C. casaurius Skull Replica or Southern Cassowary Skull Replica measures 6.3 inches. Southern Cassowary Skull Replica is museum quality polyurethane cast. Made in USA. Cast of an original Private collection.
The Southern cassowary (Casuarius casuarius), also known as double-wattled cassowary, Australian cassowary, or two-wattled cassowary, is a large flightless black bird, found in Indonesia, Papua New Guinea, and northeastern Australia.
It is one of the three living species of cassowary, alongside the dwarf cassowary and the northern cassowary. It is a ratite and therefore related to the emu, ostriches, rheas and kiwis.
The Australian population of the Casuarius casuarius or Southern Cassowry is listed as Endangered under federal and Queensland state legislation.

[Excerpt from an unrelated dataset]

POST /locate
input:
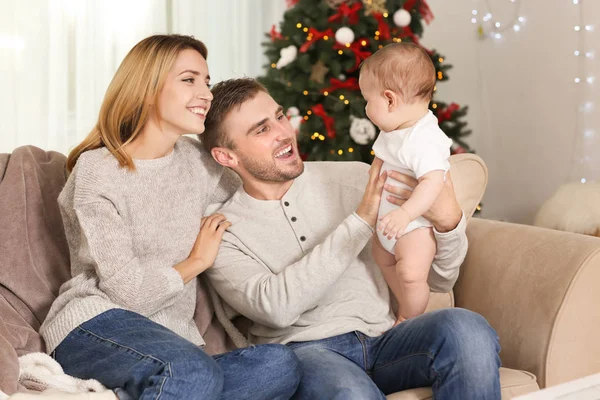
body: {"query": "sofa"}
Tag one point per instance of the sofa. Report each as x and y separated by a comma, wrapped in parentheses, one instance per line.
(536, 287)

The southern cassowary is distributed in Indonesia, Papua New Guinea, and northeastern Australia. It mainly inhabits tropical rainforests but may make use of nearby savannah forests or mangroves stands. The species prefers elevations below 3,600 ft. in Australia, and 1,600 ft. in New Guinea.
The Southern cassowary has stiff, bristly black plumage, a blue face and a long neck, red on the cape and two red wattles measuring around 7.0 in. in length hanging down around its throat. A horn-like brown casque, measuring 5.1 to 6.7 in. high, sits atop the head.
The C. casaurius or Southern Cassowry bill can range from 3.9 to 7.5 in. The plumage is sexually monomorphic, but the female is dominant and larger with a longer casque, larger bill and brighter-colored bare parts. The juveniles have brown longitudinal striped plumage.
The three-toed feet are thick and powerful, equipped with a lethal dagger-like claw up to 4.7 inches on the inner toe.
C. casaurius or Southern Cassowry is perhaps the largest member of the cassowary family and is tied as the third heaviest bird on earth (after the Somali ostrich and the common ostrich), at a maximum size estimated at 187 lb. and 6 ft 3 in. tall.
It is technically the largest Asian bird (since the extinction of the Arabian ostrich) and the largest Australian bird (though the emu may be slightly taller).